Brian se quedó un instante boquiabierto, pensativo. Hasta que por fin lo comprendió.
—No lo entiendo —preguntó Susan, confusa—, ¿qué quiere decir eso?
Brian sonrió, impresionado por la caprichosa fortuna que los había protegido.
—Que bastaba con que lo encendiera.
—¿Cómo?
—Cuando se encienden, los teléfonos se conectan automáticamente con el operador de telefonía y envían una señal de disponibilidad —le explicó Brian—. Y si el teléfono está intervenido…
—… podemos triangular su posición —continuó MacKree—. Aunque no se produzca una llamada. Así es como el ejército israelí localizó y eliminó a varios líderes palestinos hace años. Hoy en día nadie enciende un móvil si no está seguro de que no está intervenido…
El último tramo de escalera les permitió llegar hasta la azotea de la casa. La brisa cálida de la noche acarició sus rostros, como si les diera la bienvenida a la vida. Estaban en un pequeño edificio de adobe en pleno centro de la Ciudad Vieja. Frente a ellos, un oscuro Black Hawk comenzaba a girar sus hélices. Brian lo miró con gesto de aprensión.
—Odio volar —balbució, mientras entraba en el aparato con aprensión.
Indiferente a sus reservas, la potente aeronave se elevó con un avasallador empuje y tomó inmediatamente rumbo norte, hacia el acelerador Weizman. A sus pies, la ciudad de Jerusalén aparecía tranquila y luminosa, ajena a la dramática amenaza que se cernía sobre ella.

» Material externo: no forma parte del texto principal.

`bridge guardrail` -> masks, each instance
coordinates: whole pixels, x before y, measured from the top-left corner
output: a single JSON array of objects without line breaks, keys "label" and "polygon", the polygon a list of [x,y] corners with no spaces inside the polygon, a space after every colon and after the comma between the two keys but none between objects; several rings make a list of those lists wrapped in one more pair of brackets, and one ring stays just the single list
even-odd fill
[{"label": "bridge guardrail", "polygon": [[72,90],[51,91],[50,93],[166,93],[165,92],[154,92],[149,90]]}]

MacKree informó a Brian sobre el atentado y sobre su misión. El ruido estrepitoso del motor y de las hélices se percibía aún con los auriculares de navegación y apenas les permitía escucharse. A plena potencia, todo el helicóptero vibraba con fuerza.
—¿No podéis avisar a vuestro equipo sobre el terreno? —gritó Brian, zarandeado por el viento.
—Lo hemos intentado. Pero tenemos dificultades con las comunicaciones. Seguramente, el acelerador está alcanzando la plena potencia y eso afecte a la radio. Vamos a tener que contactar en persona —MacKree miró el reloj. Con aprensión, se dio cuenta de que apenas faltaban ocho minutos para que el experimento alcanzara la máxima energía.
El Black Hawk avistó el edificio principal del complejo Weizman. Como una gigantesca libélula negra, se situó en su vertical. Equipados con arneses, el equipo de asalto no esperó a que aterrizara. Descolgaron unas cuerdas de rappel y saltaron al vacío, deslizándose a toda velocidad hacia el suelo.
—¡Buena suerte! —les gritó Brian desde arriba.
La iban a necesitar.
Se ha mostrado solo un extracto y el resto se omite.